Linking Oxidative Events to Inflammatory and Adaptive Gene Expression Induced by Exposure to an Organic Particulate Matter Component

• Published in: Environmental health perspectives Vol. 120; no. 2; pp. 267 - 274
• Main Authors: CHENG, Wan-Yun, CURRIER, Jenna, BROMBERG, Philip A, SILBAJORIS, Robert, SIMMONS, Steven O, SAMET, James M
• Format: Journal Article
• Language: English
• Published: Research Triangle Park, NC US Department of Health and Human Services 01.02.2012; National Institute of Environmental Health Sciences
• Subjects: Air Pollutants - immunology; Air Pollutants - toxicity; Biological and medical sciences; Bronchi - drug effects; Bronchi - metabolism; Catalase - metabolism; Cell Line; Cyclooxygenase 2 - genetics; Diesel motor exhaust gas; Environment. Living conditions; Environmental aspects; Environmental Health - methods; Epithelial Cells - drug effects; Epithelial Cells - metabolism; Gene expression; Gene Expression Regulation - drug effects; Green Fluorescent Proteins - metabolism; Health aspects; Heme Oxygenase-1 - genetics; Humans; Hydrogen Peroxide - metabolism; Inflammation; Interleukin-8 - genetics; Medical sciences; Naphthoquinones - immunology; Naphthoquinones - toxicity; Oxidation-Reduction; Oxidative Stress - drug effects; Particulate Matter - immunology; Particulate Matter - toxicity; Public health. Hygiene; Public health.
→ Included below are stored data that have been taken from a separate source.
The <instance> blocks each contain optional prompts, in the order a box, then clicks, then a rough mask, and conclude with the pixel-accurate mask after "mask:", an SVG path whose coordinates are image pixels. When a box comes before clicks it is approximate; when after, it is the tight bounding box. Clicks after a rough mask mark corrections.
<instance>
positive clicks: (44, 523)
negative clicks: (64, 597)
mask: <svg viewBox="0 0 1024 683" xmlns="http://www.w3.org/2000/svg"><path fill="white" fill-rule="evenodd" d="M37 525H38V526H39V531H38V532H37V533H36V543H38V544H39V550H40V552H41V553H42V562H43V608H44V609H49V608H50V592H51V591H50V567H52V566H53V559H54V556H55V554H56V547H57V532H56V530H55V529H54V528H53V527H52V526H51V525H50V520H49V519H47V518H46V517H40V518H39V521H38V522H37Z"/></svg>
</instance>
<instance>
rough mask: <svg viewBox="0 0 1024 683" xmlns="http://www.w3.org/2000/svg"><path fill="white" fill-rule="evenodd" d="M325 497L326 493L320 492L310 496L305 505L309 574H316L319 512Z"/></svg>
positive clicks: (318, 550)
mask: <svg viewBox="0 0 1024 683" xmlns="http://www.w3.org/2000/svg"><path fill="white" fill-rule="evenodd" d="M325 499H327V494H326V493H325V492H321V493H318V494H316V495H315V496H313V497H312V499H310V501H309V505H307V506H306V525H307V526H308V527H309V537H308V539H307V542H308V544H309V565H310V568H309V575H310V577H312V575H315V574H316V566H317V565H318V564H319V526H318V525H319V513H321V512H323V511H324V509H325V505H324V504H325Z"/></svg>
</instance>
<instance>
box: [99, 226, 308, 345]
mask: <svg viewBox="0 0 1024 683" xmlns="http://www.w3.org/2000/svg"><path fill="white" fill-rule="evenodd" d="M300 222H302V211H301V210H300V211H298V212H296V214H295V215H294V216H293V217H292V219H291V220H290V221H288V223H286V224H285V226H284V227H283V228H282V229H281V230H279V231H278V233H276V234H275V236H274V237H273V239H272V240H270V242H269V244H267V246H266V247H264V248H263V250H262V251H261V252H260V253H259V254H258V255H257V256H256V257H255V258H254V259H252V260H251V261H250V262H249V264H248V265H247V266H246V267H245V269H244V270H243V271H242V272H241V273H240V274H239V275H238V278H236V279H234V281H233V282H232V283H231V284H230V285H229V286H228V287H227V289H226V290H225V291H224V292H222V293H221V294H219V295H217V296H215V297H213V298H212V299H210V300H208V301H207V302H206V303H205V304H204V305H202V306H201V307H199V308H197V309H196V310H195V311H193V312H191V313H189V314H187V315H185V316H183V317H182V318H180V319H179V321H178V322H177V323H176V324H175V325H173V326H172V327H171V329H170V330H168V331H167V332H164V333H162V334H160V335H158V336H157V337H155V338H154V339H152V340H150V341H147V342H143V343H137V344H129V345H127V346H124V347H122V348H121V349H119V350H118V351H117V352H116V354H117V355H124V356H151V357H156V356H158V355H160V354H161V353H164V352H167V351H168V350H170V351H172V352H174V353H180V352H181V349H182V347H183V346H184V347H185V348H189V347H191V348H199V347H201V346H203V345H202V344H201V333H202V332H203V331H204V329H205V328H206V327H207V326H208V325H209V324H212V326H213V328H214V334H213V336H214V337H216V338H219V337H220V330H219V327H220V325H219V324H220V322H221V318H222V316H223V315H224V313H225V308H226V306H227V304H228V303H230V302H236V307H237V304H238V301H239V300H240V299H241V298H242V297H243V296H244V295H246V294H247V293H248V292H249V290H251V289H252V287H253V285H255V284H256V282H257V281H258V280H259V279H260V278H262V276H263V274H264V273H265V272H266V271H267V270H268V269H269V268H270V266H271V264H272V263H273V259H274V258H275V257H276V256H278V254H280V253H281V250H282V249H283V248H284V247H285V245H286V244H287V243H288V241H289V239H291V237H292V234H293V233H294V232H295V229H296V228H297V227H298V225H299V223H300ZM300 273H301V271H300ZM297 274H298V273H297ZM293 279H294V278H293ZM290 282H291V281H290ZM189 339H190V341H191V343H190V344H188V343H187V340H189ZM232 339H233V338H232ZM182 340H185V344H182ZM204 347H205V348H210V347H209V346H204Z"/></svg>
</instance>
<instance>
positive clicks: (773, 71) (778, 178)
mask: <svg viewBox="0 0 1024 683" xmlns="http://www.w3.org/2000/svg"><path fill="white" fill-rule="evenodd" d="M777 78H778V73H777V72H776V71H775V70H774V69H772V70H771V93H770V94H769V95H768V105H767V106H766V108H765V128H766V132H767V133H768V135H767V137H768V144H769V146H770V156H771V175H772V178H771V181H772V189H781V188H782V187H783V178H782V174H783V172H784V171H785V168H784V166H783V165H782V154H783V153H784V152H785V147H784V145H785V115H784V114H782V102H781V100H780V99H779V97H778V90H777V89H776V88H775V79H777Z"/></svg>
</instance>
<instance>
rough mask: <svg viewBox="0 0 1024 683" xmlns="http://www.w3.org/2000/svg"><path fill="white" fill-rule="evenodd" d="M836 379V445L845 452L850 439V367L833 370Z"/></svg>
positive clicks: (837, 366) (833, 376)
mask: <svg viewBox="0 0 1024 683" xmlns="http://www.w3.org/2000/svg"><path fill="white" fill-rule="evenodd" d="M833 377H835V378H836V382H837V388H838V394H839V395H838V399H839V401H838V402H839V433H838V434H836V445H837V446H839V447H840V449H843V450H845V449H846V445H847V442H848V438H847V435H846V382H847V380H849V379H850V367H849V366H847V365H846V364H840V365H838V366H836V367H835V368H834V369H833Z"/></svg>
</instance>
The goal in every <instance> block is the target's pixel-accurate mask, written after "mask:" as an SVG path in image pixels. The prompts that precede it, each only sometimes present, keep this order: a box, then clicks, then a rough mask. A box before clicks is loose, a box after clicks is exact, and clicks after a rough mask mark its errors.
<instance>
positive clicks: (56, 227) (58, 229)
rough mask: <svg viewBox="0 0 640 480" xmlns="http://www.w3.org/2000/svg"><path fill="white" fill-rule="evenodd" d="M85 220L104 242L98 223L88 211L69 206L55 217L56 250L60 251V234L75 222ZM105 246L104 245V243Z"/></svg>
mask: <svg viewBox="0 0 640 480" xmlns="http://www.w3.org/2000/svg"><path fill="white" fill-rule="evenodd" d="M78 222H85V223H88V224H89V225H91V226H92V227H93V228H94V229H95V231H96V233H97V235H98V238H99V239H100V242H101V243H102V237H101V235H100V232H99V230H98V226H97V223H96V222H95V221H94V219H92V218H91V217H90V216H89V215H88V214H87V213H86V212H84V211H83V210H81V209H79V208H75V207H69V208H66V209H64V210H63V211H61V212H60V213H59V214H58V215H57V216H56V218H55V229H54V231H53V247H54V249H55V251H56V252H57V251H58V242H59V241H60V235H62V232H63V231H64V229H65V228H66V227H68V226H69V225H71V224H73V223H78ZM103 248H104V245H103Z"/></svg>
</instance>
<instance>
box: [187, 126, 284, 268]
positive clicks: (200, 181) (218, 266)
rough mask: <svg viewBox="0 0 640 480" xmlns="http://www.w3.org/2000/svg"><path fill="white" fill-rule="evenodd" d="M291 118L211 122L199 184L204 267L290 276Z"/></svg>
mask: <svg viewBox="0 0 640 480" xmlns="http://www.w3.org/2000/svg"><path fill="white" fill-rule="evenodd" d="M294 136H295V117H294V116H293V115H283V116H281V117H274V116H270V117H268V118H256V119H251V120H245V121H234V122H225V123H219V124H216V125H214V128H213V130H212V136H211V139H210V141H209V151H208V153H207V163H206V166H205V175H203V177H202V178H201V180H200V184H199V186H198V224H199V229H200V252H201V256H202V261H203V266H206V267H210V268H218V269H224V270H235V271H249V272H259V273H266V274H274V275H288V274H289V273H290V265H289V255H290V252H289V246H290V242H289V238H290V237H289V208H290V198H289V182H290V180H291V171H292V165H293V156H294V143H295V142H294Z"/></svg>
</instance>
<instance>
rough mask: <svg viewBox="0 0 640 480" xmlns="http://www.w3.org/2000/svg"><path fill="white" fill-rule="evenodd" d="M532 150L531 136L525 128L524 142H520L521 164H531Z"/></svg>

Hygiene-occupational medicine; Reactive Oxygen Species - metabolism; Risk factors; RNA, Messenger - metabolism; Toxicology; Vehicle Emissions - toxicity; United States; Oxidative stress; Reactive oxygen species; Organic matter; Hydrogen peroxide; Quinone; Confocal microscopy; Exposure; Inflammation; mitochondrial dysfunction; Gene expression; Real time; real-time imaging; Suspended particle; Mitochondria; Health and environment; Dysfunction; ROS; Medical imagery; quinones
• ISSN: 0091-6765; 1552-9924
• DOI: 10.1289/ehp.1104055

Toxicological studies have correlated inflammatory effects of diesel exhaust particles (DEP) with its organic constituents, such as the organic electrophile 1,2-naphthoquinone (1,2-NQ). To elucidate the mechanisms involved in 1,2-NQ-induced inflammatory responses, we examined the role of oxidant stress in 1,2-NQ-induced expression of inflammatory and adaptive genes in a human airway epithelial cell line. We measured cytosolic redox status and hydrogen peroxide (H2O2) in living cells using the genetically encoded green fluorescent protein (GFP)-based fluorescent indicators roGFP2 and HyPer, respectively. Expression of interleukin-8 (IL-8), cyclooxygenase-2 (COX-2), and heme oxygenase-1 (HO-1) mRNA was measured in BEAS-2B cells exposed to 1,2-NQ for 1-4 hr. Catalase overexpression and metabolic inhibitors were used to determine the role of redox changes and H2O2 in 1,2-NQ-induced gene expression. Cells expressing roGFP2 and HyPer showed a rapid loss of redox potential and an increase in H2O2 of mitochondrial origin following exposure to 1,2-NQ. Overexpression of catalase diminished the H2O2-dependent signal but not the 1,2-NQ-induced loss of reducing potential. Catalase overexpression and inhibitors of mitochondrial respiration diminished elevations in IL-8 and COX-2 induced by exposure to 1,2-NQ, but potentiated HO-1 mRNA levels in BEAS cells. These data show that 1,2-NQ exposure induces mitochondrial production of H2O2 that mediates the expression of inflammatory genes, but not the concurrent loss of reducing redox potential in BEAS cells. 1,2-NQ exposure also causes marked expression of HO-1 that appears to be enhanced by suppression of H2O2. These findings shed light into the oxidant-dependent events that underlie cellular responses to environmental electrophiles.